"Harvard is worried about going soft. Specifically, about grade inflation, the name for giving ever higher marks to ever more students. According to an " Update on Grading and Workload" from the school's office of undergraduate education, released last week to faculty and students, this trend has reached a catastrophic threshold. Twenty years ago, 25 percent of the grades given to Harvard undergrads were A's. Now it's more than 60 percent."
""The whole entire day, I was crying," one freshman told The Harvard Crimson. "It just felt soul-crushing." One of her classmates warned that stricter standards would take a toll on students' mental health-"I was looking forward to being fulfilled by my studies," she said, "rather than being killed by them"-even as the report itself observed that deference to mental-health concerns has made the problem worse."

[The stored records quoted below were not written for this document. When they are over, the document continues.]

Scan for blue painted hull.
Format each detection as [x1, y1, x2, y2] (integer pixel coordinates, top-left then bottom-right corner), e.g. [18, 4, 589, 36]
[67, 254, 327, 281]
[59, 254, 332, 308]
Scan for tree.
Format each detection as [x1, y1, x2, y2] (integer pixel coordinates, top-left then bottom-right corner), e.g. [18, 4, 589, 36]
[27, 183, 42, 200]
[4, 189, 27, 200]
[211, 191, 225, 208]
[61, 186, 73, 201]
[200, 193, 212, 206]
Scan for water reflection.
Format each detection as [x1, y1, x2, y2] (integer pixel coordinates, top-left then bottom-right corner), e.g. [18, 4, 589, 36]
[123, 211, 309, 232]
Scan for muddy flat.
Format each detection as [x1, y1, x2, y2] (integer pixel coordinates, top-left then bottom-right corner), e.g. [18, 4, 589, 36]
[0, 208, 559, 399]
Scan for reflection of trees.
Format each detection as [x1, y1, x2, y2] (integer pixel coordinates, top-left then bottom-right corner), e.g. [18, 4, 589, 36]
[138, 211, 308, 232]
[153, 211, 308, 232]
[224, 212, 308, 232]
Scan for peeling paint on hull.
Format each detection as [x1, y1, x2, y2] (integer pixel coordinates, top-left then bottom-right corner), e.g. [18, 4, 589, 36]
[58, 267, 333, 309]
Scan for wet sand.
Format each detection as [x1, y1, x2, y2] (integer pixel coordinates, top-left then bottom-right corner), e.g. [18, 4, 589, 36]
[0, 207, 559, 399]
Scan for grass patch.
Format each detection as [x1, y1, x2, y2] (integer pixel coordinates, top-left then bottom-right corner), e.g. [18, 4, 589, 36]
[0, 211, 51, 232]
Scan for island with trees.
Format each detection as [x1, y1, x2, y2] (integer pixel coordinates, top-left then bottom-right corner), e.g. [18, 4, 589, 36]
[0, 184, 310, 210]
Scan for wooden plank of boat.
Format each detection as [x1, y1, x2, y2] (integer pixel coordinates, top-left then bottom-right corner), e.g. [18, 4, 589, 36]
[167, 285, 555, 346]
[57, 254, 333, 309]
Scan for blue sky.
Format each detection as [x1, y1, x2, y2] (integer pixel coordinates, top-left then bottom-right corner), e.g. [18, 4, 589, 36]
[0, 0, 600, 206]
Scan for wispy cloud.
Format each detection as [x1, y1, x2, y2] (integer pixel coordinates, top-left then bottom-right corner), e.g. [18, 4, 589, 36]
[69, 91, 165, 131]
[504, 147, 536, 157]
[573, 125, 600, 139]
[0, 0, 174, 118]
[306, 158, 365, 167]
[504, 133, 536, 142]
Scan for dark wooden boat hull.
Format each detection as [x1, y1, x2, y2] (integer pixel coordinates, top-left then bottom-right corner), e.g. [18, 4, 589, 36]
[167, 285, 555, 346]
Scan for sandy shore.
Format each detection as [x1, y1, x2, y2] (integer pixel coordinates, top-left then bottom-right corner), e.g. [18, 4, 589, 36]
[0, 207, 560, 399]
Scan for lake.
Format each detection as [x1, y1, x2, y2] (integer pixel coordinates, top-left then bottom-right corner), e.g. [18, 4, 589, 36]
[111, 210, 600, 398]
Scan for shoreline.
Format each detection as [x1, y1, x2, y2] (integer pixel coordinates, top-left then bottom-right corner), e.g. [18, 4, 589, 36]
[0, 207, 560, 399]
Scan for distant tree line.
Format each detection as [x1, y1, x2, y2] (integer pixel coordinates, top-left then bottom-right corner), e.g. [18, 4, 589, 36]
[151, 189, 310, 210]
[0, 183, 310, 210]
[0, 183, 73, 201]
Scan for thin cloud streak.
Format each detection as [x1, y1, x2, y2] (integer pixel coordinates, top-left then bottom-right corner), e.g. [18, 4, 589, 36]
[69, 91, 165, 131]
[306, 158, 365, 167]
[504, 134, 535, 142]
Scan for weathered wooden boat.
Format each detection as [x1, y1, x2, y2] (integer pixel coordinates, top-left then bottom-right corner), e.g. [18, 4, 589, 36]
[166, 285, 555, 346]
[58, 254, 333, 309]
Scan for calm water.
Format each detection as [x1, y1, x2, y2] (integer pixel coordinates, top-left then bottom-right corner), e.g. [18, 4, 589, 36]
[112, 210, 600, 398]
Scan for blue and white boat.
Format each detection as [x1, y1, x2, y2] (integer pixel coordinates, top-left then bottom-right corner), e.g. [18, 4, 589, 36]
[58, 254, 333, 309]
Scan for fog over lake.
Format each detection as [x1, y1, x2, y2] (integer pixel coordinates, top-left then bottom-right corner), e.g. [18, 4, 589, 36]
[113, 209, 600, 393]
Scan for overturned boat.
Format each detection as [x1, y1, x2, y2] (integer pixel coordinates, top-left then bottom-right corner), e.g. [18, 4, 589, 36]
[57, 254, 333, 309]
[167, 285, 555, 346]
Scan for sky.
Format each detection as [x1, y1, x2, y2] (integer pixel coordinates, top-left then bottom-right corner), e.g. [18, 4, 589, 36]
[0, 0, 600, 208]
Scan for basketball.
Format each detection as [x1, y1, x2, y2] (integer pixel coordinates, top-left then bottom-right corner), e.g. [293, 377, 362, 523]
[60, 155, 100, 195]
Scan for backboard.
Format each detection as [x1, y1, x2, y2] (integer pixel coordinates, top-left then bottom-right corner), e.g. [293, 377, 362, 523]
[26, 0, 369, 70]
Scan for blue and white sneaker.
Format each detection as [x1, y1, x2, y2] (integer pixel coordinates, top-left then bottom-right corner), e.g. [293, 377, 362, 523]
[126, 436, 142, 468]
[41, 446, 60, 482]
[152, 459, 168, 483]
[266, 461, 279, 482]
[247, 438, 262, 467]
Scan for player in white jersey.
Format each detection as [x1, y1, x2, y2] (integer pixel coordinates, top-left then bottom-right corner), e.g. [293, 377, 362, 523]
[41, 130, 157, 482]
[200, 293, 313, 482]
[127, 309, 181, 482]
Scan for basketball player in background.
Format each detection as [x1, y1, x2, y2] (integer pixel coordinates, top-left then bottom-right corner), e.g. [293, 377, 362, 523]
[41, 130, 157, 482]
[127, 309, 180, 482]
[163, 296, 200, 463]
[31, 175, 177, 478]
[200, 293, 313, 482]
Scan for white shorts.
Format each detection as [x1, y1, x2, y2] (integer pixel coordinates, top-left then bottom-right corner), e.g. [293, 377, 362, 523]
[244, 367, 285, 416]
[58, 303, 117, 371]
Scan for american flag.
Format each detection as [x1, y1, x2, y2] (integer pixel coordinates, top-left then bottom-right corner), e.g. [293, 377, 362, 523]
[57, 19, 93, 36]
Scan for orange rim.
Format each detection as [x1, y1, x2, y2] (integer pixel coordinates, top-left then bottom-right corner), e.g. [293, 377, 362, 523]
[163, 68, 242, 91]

Harvard undergraduate A grades rose from 25 percent two decades ago to over 60 percent today. Students responded with distress and anxiety, citing fears that stricter grading would harm mental health and clash with athletic and extracurricular commitments. Faculty recognize that grade inflation is widespread and that some professors have contributed to higher marks. Simple remedies, such as lowering the baseline grade and rewarding demonstrable mastery, face practical and cultural obstacles. Deference to student mental-health concerns and workload balancing has contributed to higher grades, making the issue complex, entrenched, and resistant to quick fixes.